Desde o início da Operação Lava-Jato e as respectivas comparações tanto com a similar “Mãos Limpas” italiana e a incorporação de estatutos e normativas do Direito de matriz anglo-saxã, venho procurando alguma evidência de um especialista de ligação. Se formos observar na história do Brasil do século XX, havia elementos assim, como o adido militar da Embaixada dos EUA no golpe de 1964, general Vernon Walters. Em tempos de Cooperação Jurídica Internacional e neoliberalismo ideológico como substituto da bipolaridade, temos de observar os meandros das relações Brasil-EUA. Um dos eixos aqui apresentados passa pelo Brazil Institute do Woodrow Wilson Center for Scholars. A seção brasileira deste Centro é presidida por Paulo Sotero, um entusiasta da Diplomacia Judicial, conforme declarado pelo próprio em artigo no Estado de São Paulo. Para instrumentalizar tal mecanismo é necessário um ou mais elementos de enlace, além do suporte legal e sua generosa e ampla interpretação. Ao que parece, no golpe de 2016, temos um operador jurídico-político de primeira envergadura e que passara despercebido do grande público.

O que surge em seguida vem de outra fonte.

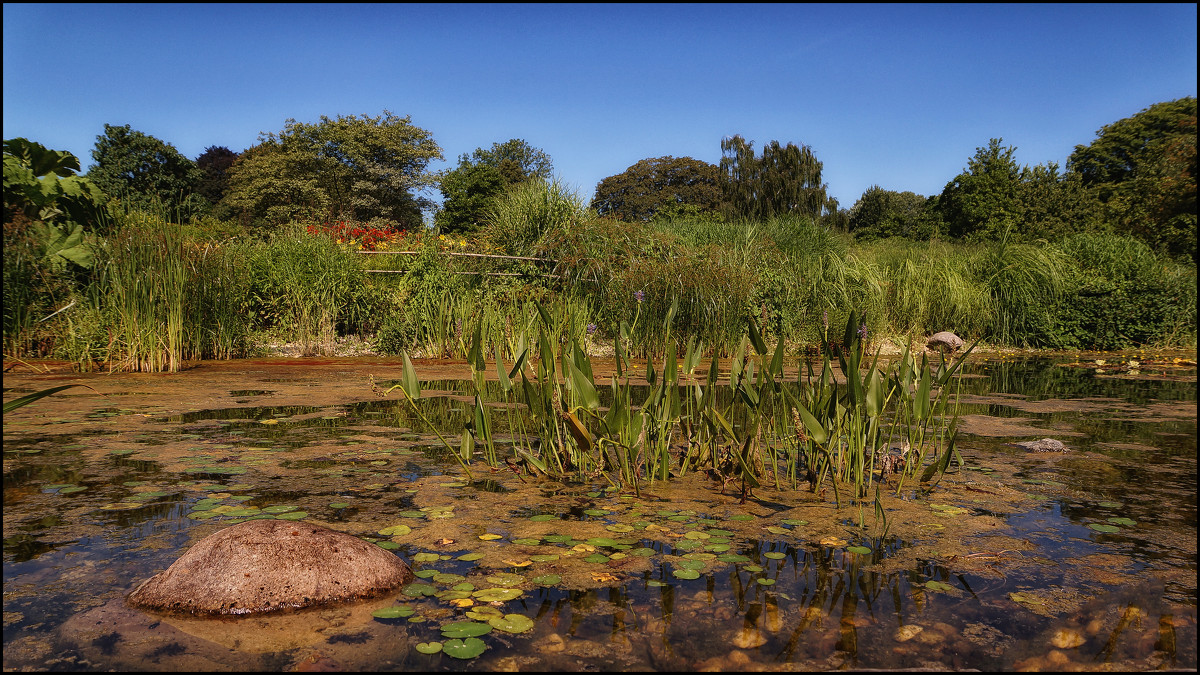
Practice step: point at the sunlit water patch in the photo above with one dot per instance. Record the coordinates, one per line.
(1017, 560)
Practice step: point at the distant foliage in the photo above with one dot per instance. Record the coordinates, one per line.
(144, 172)
(659, 186)
(1144, 169)
(214, 165)
(785, 179)
(346, 168)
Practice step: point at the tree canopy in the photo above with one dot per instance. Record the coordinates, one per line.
(351, 167)
(659, 185)
(485, 175)
(143, 171)
(881, 213)
(1144, 168)
(515, 159)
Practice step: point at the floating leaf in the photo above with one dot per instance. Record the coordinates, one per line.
(418, 590)
(497, 595)
(429, 647)
(466, 629)
(511, 623)
(471, 647)
(397, 611)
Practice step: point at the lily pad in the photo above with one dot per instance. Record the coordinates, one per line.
(396, 611)
(471, 647)
(497, 595)
(511, 623)
(429, 647)
(465, 629)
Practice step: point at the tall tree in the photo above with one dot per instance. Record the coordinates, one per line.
(786, 179)
(657, 185)
(1144, 169)
(881, 213)
(983, 202)
(143, 171)
(214, 165)
(351, 167)
(468, 193)
(515, 159)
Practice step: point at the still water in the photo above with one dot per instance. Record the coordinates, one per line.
(1017, 560)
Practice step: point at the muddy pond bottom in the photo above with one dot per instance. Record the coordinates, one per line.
(1084, 560)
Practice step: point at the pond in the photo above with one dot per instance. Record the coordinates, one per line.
(1015, 560)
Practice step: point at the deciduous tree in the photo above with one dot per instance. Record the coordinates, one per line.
(786, 179)
(659, 185)
(351, 167)
(143, 171)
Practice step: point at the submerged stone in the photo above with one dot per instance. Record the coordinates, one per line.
(262, 566)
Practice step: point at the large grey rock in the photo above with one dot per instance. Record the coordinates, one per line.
(945, 341)
(1043, 446)
(269, 565)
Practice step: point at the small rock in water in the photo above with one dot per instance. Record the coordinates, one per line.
(1067, 638)
(1043, 446)
(907, 632)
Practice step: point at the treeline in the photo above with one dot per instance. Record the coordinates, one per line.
(1097, 256)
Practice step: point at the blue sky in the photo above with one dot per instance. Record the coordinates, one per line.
(894, 95)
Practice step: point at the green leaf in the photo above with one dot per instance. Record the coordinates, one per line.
(471, 647)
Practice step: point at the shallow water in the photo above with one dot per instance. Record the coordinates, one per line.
(1018, 560)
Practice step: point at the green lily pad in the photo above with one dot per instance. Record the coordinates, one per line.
(497, 595)
(418, 590)
(397, 611)
(471, 647)
(465, 629)
(511, 623)
(429, 647)
(505, 579)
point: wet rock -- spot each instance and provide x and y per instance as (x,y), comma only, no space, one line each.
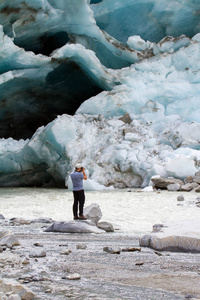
(139,263)
(197,177)
(93,212)
(19,221)
(181,236)
(112,250)
(38,245)
(180,198)
(65,252)
(42,220)
(126,118)
(174,187)
(197,190)
(11,285)
(131,249)
(8,239)
(81,246)
(74,227)
(37,254)
(74,276)
(157,227)
(189,186)
(162,182)
(108,227)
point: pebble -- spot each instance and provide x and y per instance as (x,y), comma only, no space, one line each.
(131,249)
(74,276)
(180,198)
(81,246)
(65,252)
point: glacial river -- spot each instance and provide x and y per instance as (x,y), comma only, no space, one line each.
(132,213)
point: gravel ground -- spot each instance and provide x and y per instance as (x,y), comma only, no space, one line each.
(144,274)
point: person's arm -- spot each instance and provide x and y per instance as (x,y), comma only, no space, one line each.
(85,176)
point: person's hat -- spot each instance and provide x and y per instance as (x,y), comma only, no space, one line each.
(78,166)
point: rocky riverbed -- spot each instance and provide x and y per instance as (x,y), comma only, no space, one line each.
(102,266)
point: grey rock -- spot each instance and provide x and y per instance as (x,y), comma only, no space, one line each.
(162,182)
(197,190)
(131,249)
(74,276)
(112,250)
(42,220)
(74,227)
(126,118)
(19,221)
(108,227)
(197,177)
(157,227)
(188,179)
(174,187)
(189,186)
(11,285)
(37,254)
(81,246)
(93,212)
(8,239)
(145,241)
(180,198)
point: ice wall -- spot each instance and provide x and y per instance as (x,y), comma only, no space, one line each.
(136,99)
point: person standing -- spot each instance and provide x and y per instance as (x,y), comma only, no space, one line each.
(79,196)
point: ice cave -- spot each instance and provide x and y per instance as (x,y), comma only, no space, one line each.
(112,84)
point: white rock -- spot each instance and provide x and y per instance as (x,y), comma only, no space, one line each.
(93,212)
(74,227)
(74,276)
(11,285)
(174,187)
(8,239)
(107,226)
(180,236)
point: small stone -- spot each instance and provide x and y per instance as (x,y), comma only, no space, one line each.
(38,245)
(174,187)
(38,254)
(180,198)
(197,190)
(157,227)
(66,252)
(81,246)
(111,250)
(74,276)
(139,263)
(131,249)
(108,227)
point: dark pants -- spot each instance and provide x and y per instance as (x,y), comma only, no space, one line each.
(79,200)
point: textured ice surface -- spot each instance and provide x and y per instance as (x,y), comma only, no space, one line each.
(55,60)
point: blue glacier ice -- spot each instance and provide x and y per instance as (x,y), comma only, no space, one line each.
(95,83)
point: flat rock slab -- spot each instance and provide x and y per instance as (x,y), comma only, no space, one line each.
(183,236)
(86,226)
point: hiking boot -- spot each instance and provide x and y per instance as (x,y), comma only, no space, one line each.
(82,217)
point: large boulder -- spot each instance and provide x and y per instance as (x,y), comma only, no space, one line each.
(162,182)
(93,212)
(86,226)
(181,236)
(12,286)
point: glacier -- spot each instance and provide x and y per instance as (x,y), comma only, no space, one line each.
(112,84)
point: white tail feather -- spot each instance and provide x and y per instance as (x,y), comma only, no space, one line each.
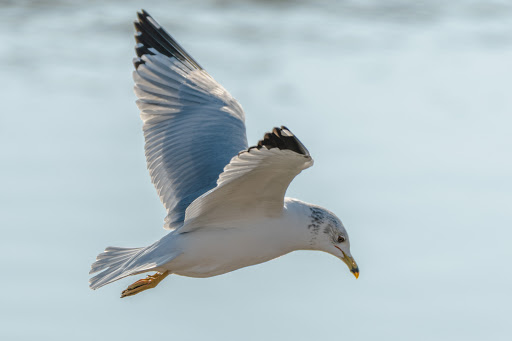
(113,265)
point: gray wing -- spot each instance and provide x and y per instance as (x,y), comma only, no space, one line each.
(192,125)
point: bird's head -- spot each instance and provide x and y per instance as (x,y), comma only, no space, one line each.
(329,235)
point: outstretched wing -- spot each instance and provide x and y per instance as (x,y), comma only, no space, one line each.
(192,125)
(253,183)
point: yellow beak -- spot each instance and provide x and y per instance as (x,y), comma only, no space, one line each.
(351,263)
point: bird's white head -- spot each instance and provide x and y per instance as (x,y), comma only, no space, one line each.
(329,235)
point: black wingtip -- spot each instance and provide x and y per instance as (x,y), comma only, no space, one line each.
(150,35)
(282,138)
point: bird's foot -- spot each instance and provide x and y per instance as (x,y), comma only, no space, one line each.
(143,284)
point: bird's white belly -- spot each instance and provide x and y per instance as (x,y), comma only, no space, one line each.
(214,252)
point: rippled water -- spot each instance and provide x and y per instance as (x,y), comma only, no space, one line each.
(405,107)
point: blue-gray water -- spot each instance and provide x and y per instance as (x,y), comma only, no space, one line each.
(405,106)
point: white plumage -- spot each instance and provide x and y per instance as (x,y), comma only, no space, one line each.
(226,205)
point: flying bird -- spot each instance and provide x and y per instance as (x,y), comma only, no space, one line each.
(225,201)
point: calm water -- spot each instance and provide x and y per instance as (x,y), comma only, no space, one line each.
(406,108)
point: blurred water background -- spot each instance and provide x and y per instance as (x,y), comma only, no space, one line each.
(405,106)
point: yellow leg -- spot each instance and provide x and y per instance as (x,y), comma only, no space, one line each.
(144,284)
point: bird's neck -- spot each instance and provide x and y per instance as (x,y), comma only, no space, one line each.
(303,223)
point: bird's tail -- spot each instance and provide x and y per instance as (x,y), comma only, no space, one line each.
(113,264)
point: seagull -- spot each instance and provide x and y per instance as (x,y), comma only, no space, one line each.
(225,201)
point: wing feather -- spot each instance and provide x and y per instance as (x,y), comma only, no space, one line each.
(253,183)
(192,125)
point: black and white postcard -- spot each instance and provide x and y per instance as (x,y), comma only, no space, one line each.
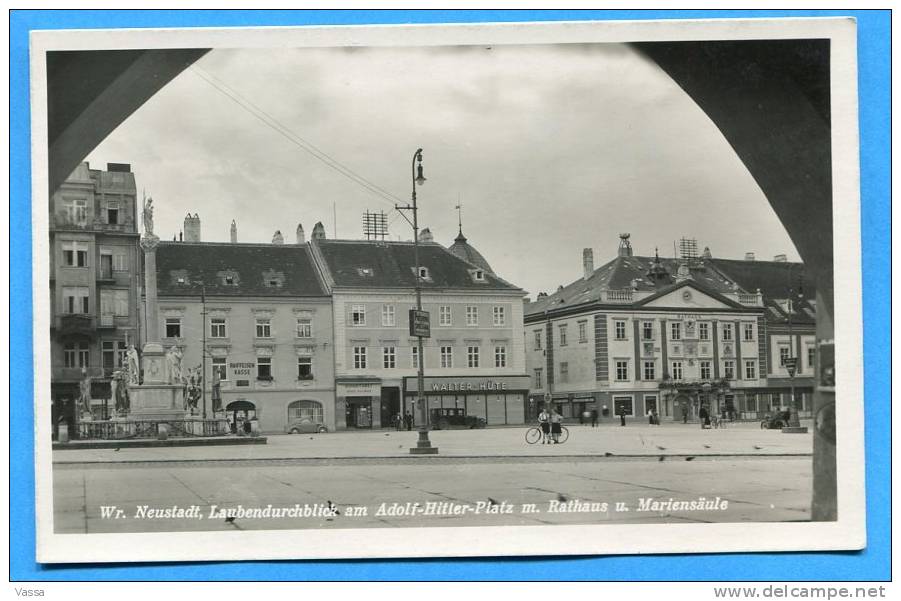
(451,290)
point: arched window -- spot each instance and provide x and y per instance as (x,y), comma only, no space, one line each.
(305,409)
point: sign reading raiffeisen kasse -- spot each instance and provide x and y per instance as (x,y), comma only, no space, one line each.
(419,323)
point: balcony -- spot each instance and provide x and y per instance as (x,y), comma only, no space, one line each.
(75,324)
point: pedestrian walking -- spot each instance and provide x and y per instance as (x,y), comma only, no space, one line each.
(556,428)
(544,422)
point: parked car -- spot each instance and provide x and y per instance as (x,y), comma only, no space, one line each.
(305,425)
(445,419)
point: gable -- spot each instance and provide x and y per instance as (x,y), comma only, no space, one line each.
(687,297)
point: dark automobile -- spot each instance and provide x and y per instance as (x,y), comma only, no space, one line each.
(775,421)
(305,425)
(446,419)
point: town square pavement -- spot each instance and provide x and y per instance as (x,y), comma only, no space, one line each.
(480,477)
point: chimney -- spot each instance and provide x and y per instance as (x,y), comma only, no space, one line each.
(625,247)
(192,228)
(587,262)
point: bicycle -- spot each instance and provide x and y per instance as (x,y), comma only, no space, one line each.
(534,434)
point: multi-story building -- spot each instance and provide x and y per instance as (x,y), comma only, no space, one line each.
(93,283)
(672,335)
(264,319)
(474,360)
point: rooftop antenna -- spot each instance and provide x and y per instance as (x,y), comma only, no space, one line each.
(375,225)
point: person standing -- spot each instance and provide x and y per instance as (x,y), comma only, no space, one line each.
(544,419)
(556,428)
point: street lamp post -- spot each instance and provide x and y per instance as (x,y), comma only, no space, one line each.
(423,444)
(794,422)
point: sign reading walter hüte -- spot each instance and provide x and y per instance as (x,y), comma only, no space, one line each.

O juiz federal distrital sênior em Maryland (EUA), Peter J. Messitte é um velho conhecido da magistratura paulista e brasileira. Messitte tornou-se doutor em Direito pela Universidade de Chicago em 1966 e, neste mesmo ano, acompanhado de sua esposa Susan, tornaram-se voluntários dos Peace Corps (Corpos da Paz, ação integrada da USAID para as Américas), lecionando em São Paulo capital até o final de 1968. No período, dentre outras atividades, Messitte lecionou Direito Comparado na USP. Segundo o próprio Brazil Institute do Woodrow Wilson Center, este juiz, nomeado por Bill Clinton, é a peça central desde os primeiros intercâmbios, em 1998. Seu mérito, segundo a fonte já citada, foi haver mantido os laços com o Brasil desde o final dos anos ’60 do século XX até o presente momento. As palavras são de Paulo Sotero (presidente do instituto) e constam no prefácio do documento da conferência).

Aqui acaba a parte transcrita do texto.